最近、試写会で会った友人に「ブログに映画のことばかり書いていますね」と言われた。夏休みでまとめて映画を見ているからだが、本や美術展と違って映画はすぐ書かないと忘れてしまう。だから見た翌日に書いているので、最近は映画ばかりという次第。そこで今日はオリンピックについて、(見ていないが)書く。

日本のメダルが史上最多という。もらった本人は嬉しかろうが、自分の国のメダルの多さを嬉しがる気持ちは私にはわからない。それはさておき、国別メダル数のリストを見ていて、おもしろいことに気がついた。

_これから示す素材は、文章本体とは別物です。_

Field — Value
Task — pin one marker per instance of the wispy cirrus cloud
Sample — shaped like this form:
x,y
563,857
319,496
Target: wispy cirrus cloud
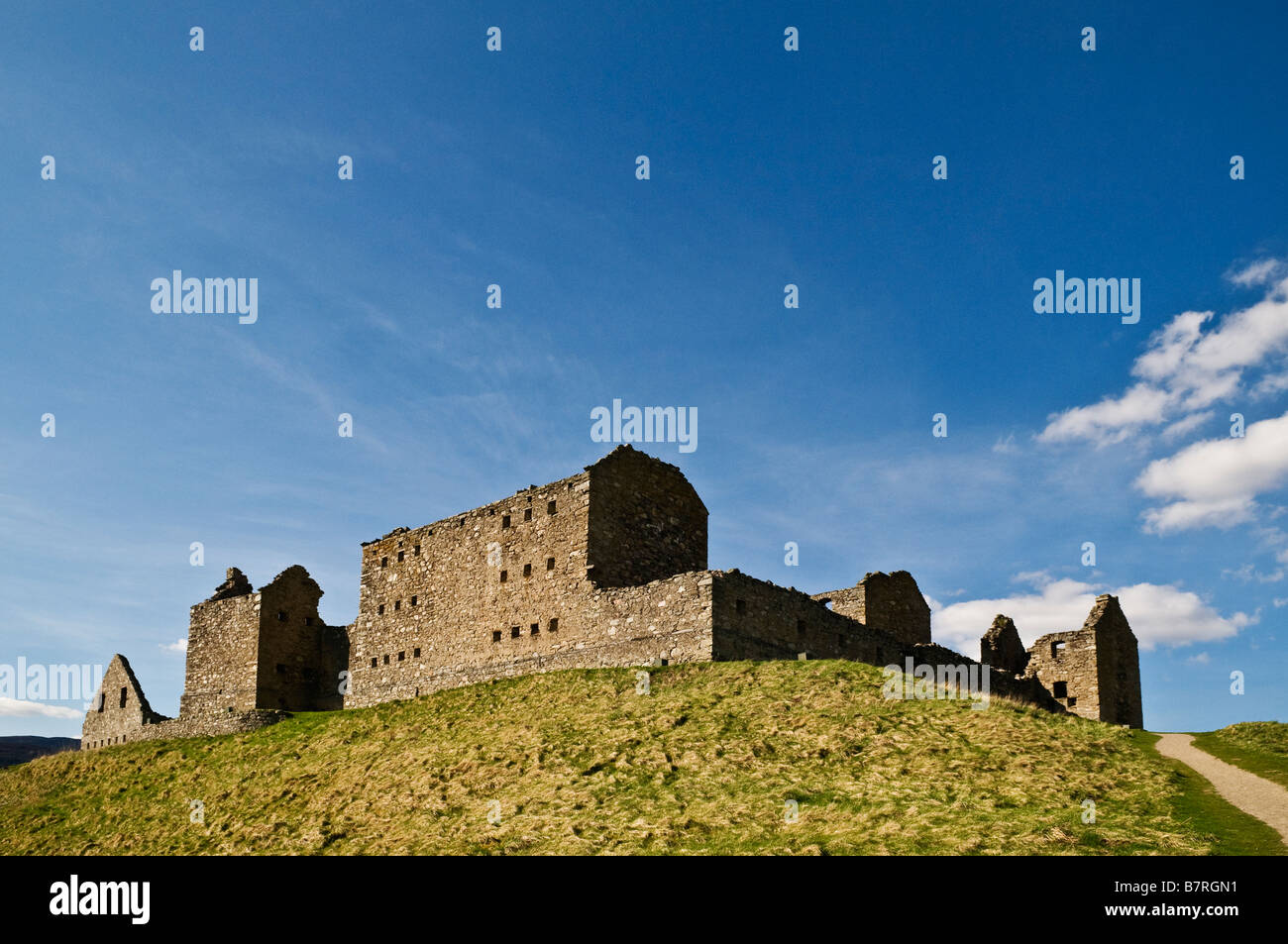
x,y
1192,364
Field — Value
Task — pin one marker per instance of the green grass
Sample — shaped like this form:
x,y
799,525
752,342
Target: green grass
x,y
1258,747
576,762
1227,827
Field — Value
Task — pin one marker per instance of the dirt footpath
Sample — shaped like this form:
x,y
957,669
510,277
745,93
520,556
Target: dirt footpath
x,y
1253,794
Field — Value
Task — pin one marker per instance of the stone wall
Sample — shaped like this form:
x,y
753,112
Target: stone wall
x,y
758,620
601,569
120,710
223,651
120,713
887,601
500,584
645,520
1001,647
661,622
299,657
1065,665
1120,664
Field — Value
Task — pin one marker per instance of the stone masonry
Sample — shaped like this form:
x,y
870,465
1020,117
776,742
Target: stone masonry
x,y
1094,672
603,569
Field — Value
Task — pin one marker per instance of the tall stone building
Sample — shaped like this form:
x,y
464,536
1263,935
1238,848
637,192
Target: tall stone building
x,y
1094,672
606,567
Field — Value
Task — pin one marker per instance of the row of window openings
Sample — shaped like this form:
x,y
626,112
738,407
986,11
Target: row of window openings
x,y
505,524
741,608
384,562
282,617
380,608
527,570
527,514
402,657
533,630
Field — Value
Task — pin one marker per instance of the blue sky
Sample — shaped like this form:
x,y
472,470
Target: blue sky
x,y
767,167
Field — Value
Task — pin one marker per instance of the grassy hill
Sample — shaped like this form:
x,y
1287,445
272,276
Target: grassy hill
x,y
576,762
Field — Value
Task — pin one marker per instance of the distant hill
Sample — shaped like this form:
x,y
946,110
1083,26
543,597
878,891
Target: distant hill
x,y
794,758
24,747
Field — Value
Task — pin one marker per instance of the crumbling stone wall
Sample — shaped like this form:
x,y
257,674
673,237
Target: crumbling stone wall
x,y
502,583
1094,672
299,659
661,622
120,710
223,649
887,601
645,520
758,620
601,569
120,713
1001,647
266,649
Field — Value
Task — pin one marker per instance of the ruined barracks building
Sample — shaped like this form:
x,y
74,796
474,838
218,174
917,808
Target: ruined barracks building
x,y
604,569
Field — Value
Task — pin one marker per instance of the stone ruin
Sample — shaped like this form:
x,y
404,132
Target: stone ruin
x,y
605,569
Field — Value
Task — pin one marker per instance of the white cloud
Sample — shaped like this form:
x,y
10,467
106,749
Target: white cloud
x,y
1189,365
1159,614
1006,446
1215,481
1188,425
13,707
1257,273
1111,420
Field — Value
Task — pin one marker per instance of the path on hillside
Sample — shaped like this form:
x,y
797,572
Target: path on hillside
x,y
1253,794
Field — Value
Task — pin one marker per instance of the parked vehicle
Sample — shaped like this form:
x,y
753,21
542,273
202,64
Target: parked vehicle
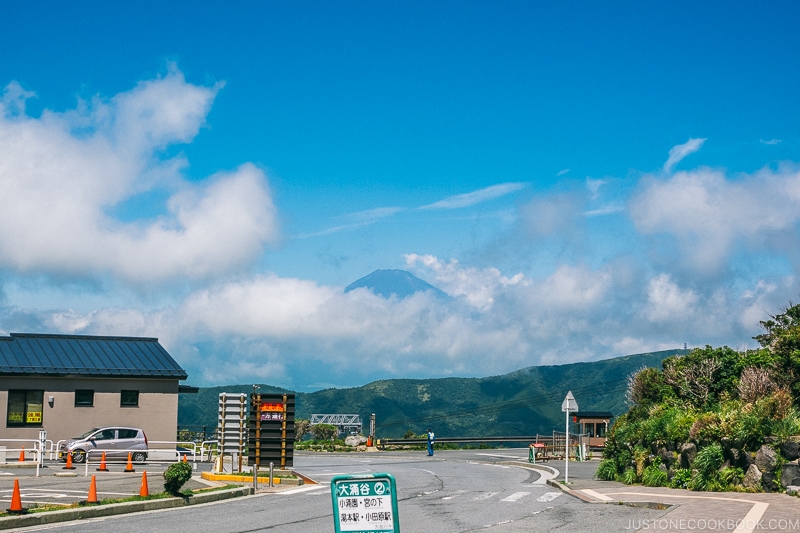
x,y
117,442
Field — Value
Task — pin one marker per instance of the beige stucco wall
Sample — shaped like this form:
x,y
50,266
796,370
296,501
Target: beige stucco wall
x,y
157,413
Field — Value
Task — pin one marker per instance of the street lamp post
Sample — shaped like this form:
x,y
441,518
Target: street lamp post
x,y
568,405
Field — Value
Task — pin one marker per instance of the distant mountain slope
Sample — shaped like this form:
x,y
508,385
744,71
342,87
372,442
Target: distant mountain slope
x,y
398,282
527,401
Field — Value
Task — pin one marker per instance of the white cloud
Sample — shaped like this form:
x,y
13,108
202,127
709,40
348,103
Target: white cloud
x,y
476,197
677,153
64,173
709,213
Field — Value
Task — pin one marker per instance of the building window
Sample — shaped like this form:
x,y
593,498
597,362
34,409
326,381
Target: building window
x,y
84,398
129,399
25,408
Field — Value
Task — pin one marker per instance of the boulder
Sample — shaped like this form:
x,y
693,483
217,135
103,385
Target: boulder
x,y
768,482
790,450
765,459
752,478
790,475
688,453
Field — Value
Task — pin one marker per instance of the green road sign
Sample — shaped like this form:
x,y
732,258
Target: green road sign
x,y
365,504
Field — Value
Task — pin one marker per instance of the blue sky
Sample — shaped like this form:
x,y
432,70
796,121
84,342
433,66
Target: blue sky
x,y
585,181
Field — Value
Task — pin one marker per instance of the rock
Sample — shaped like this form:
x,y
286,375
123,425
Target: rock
x,y
790,475
765,459
355,440
688,453
752,478
790,450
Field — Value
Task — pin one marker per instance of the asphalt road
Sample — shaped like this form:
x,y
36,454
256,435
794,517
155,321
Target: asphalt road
x,y
454,491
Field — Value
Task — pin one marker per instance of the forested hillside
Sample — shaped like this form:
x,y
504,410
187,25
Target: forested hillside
x,y
524,402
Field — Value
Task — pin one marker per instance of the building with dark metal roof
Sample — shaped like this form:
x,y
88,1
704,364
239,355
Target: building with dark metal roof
x,y
67,384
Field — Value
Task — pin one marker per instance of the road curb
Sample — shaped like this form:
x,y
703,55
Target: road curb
x,y
575,494
66,515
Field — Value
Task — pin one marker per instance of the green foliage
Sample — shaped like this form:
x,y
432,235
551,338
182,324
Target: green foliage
x,y
606,470
681,479
653,476
782,339
324,431
628,476
176,475
302,427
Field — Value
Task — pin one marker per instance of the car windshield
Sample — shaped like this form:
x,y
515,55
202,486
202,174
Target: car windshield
x,y
87,433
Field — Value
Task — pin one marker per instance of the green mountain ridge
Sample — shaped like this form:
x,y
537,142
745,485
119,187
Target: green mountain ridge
x,y
523,402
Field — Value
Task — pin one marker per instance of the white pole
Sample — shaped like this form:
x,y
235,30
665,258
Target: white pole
x,y
566,450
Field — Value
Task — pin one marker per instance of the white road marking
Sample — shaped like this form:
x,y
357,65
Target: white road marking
x,y
548,496
306,488
597,495
514,497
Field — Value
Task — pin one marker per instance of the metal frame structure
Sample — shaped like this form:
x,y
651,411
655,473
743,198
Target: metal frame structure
x,y
342,422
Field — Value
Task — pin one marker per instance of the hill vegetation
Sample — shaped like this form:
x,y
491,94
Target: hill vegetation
x,y
715,419
524,402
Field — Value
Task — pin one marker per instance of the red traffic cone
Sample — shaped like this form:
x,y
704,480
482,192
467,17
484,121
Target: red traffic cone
x,y
69,463
103,467
16,500
92,492
129,466
143,491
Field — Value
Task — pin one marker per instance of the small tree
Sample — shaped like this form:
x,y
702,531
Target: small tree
x,y
175,476
324,431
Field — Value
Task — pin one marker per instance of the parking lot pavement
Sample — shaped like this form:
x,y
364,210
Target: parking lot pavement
x,y
58,486
692,511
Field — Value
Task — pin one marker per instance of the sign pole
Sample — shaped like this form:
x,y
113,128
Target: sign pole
x,y
568,405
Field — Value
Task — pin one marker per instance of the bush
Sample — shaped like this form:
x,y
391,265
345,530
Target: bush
x,y
653,476
606,470
175,476
629,476
682,479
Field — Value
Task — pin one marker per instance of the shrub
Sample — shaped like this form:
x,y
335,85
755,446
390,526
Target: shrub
x,y
681,479
653,476
176,475
606,470
628,476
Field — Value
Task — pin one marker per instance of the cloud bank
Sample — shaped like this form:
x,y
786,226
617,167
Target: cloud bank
x,y
682,262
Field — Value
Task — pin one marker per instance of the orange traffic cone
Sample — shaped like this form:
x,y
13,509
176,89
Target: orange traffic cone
x,y
143,491
103,467
129,466
92,492
69,463
16,500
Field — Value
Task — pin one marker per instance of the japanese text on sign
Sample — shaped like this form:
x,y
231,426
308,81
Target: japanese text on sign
x,y
365,505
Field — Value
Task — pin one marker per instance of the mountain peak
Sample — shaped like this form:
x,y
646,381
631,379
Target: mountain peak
x,y
398,282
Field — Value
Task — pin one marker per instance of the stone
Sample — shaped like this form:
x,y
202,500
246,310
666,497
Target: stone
x,y
790,475
752,478
688,453
768,482
765,459
790,450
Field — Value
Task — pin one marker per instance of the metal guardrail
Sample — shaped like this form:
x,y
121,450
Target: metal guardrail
x,y
465,440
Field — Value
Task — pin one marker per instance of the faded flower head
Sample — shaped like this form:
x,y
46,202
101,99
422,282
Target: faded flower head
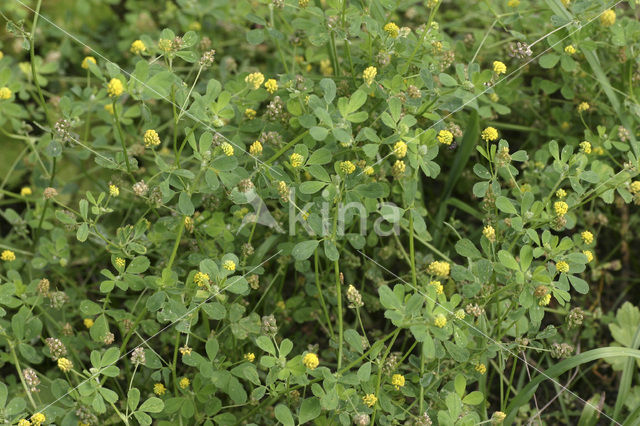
x,y
57,349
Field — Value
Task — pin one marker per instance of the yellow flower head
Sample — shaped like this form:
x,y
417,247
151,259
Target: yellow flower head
x,y
138,47
159,389
545,300
115,88
151,138
311,361
608,18
229,265
440,321
397,380
5,93
271,85
296,160
445,137
8,256
325,67
369,400
438,286
255,80
165,45
347,167
562,266
499,67
37,419
250,113
227,148
391,29
86,60
201,279
589,255
587,237
255,149
64,364
400,149
489,232
398,168
369,74
583,106
498,417
120,262
439,268
561,208
489,134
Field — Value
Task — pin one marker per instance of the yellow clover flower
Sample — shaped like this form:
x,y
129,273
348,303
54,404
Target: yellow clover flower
x,y
255,149
271,85
499,67
311,361
369,74
255,80
64,364
86,60
400,149
489,134
608,18
8,256
369,400
151,138
5,93
159,389
229,265
115,88
391,29
562,266
138,47
445,137
397,380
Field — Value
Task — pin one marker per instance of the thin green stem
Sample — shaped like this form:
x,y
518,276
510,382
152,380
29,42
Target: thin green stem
x,y
122,141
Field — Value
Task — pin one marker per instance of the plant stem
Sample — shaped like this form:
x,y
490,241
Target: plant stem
x,y
122,142
322,302
336,268
379,380
32,56
19,369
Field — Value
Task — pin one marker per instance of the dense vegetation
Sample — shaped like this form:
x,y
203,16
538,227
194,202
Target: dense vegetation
x,y
319,212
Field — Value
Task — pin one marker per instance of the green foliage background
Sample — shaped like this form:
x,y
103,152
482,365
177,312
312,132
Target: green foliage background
x,y
176,248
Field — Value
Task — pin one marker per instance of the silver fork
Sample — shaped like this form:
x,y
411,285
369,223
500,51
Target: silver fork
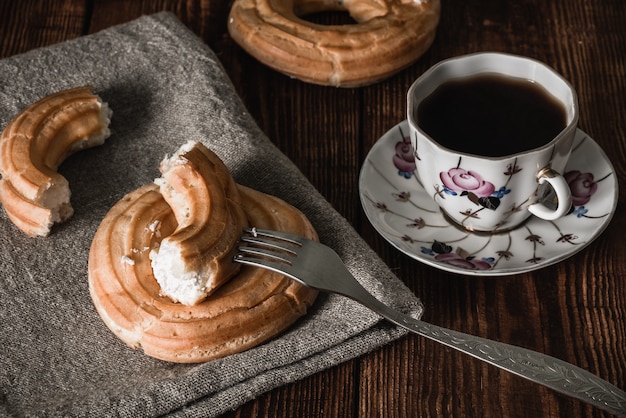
x,y
318,266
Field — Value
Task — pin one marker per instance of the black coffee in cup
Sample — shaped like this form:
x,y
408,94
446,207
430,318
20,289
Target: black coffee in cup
x,y
491,115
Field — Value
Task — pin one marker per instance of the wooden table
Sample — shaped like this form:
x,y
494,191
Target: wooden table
x,y
574,310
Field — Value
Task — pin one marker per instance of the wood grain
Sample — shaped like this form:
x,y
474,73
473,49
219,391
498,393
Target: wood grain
x,y
575,310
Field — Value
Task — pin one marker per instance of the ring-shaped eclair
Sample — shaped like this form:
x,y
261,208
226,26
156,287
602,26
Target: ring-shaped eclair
x,y
34,144
388,36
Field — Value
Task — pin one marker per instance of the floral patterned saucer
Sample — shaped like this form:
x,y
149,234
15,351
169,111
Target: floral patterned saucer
x,y
405,215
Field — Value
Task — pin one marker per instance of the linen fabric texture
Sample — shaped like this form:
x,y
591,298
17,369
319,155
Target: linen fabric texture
x,y
165,87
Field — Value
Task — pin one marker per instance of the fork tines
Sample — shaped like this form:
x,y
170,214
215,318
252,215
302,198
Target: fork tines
x,y
269,245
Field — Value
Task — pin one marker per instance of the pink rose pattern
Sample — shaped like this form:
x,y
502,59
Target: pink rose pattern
x,y
460,180
404,157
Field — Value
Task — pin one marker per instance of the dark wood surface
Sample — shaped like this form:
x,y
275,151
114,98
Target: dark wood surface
x,y
574,310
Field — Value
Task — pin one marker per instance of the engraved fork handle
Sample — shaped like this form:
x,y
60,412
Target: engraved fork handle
x,y
536,367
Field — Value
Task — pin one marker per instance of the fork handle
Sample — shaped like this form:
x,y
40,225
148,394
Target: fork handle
x,y
540,368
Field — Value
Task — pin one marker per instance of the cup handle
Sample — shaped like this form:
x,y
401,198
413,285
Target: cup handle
x,y
563,196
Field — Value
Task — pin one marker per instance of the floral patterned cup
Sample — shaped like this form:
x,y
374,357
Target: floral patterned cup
x,y
493,194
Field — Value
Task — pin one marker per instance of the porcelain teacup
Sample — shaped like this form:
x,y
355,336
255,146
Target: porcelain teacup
x,y
494,193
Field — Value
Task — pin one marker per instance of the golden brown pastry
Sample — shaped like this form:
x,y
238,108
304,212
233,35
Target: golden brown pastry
x,y
195,259
34,144
251,307
389,36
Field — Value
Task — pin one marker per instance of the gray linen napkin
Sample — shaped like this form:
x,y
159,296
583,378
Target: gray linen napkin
x,y
165,87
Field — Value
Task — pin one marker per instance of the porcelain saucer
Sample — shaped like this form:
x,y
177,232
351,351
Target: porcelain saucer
x,y
405,215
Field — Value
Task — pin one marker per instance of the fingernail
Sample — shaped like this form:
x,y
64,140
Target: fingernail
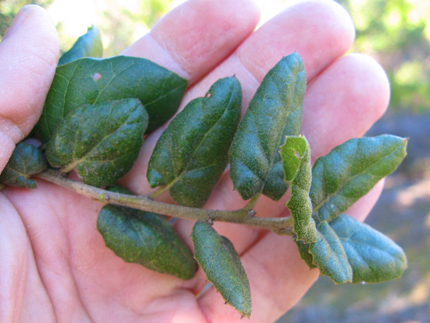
x,y
19,18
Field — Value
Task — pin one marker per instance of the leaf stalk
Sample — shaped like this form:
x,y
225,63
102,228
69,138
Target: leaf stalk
x,y
281,226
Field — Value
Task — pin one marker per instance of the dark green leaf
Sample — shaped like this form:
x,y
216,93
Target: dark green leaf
x,y
350,171
25,161
296,158
192,152
373,256
100,141
274,111
88,45
329,256
90,81
147,239
222,266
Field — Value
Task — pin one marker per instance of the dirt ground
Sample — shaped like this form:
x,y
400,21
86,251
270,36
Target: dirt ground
x,y
403,213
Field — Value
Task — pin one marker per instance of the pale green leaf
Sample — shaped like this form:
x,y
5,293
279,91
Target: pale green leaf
x,y
88,45
100,141
351,170
192,153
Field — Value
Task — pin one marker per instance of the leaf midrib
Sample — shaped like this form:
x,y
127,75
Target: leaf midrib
x,y
324,201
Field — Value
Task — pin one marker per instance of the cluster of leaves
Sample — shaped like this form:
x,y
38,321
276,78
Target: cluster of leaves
x,y
94,120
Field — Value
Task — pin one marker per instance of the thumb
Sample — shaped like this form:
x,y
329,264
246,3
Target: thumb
x,y
28,56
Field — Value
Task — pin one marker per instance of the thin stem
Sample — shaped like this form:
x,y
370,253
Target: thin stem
x,y
281,226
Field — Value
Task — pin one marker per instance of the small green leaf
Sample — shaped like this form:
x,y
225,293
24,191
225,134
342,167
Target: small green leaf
x,y
100,141
88,45
222,266
274,112
26,160
329,256
192,152
373,256
304,252
145,238
90,81
296,158
351,170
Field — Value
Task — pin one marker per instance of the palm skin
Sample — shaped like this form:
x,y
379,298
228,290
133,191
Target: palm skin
x,y
55,266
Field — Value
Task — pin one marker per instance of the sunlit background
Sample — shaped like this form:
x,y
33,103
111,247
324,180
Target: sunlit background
x,y
395,33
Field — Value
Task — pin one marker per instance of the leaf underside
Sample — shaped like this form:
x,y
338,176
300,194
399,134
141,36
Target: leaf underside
x,y
26,160
88,45
274,112
91,81
351,170
145,238
296,157
192,153
373,256
101,149
329,255
222,266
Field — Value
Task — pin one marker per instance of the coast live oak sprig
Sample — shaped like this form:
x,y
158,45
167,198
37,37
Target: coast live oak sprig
x,y
94,121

金メダル数を基準にした朝刊のリストをじっくり見る。1位が米国、2位が中国で、だいたい国別GDPに近いだろうと思った。ところがそうではない。GDPリストをネットで見ると、ロシアはメダルは4位(金24個)だが、GDPは11位。韓国はメダル5位でGDP15位。ハンガリーはメダル9位(8個)でGDP57位。カザフスタンはメダル12位(7個)でGDP52位。ウクライナはメダル14位(6個)でGDP54位。キューバはメダル15位(5個)でGDP未発表。イランはメダル17位(4個)でGDP未発表。北朝鮮はメダル20位(4個)でGDP未発表。

だいたいわかってきた。資本主義が栄えている国でなかったら、共産圏、元共産圏、あるいは独裁国である。つまり格差や差別の激しい国がメダルをたくさん取っている。中国は、そのすべての要素を備えている。旧共産圏は、東西対立が終わってもメダルを目指すクセが直らないのだろうか。どちらにしても、メダルをめざす国なんてロクなもんじゃない気がしてきた。

じゃあ、GDPが高くてメダルの少ない国はというと、カナダがGDP9位でメダル36位(金1個)。インドGDP10位でメダル55位(0個)。インドネシアGDP18位、メダル63位(0個)。スイスGDP19位、メダル33位(2個)。究極はスェーデンでGDP22位、メダル全くなし。なんとなく住み良さそうな国が並んでいる。本当のところはわからないけど。

オリンピックは21世紀にはふさわしくない気がしてきた。でもこういう発散がないと、勢い余った国は核兵器を飛ばすかもしれないから、抑止力になっているのかもしれないが。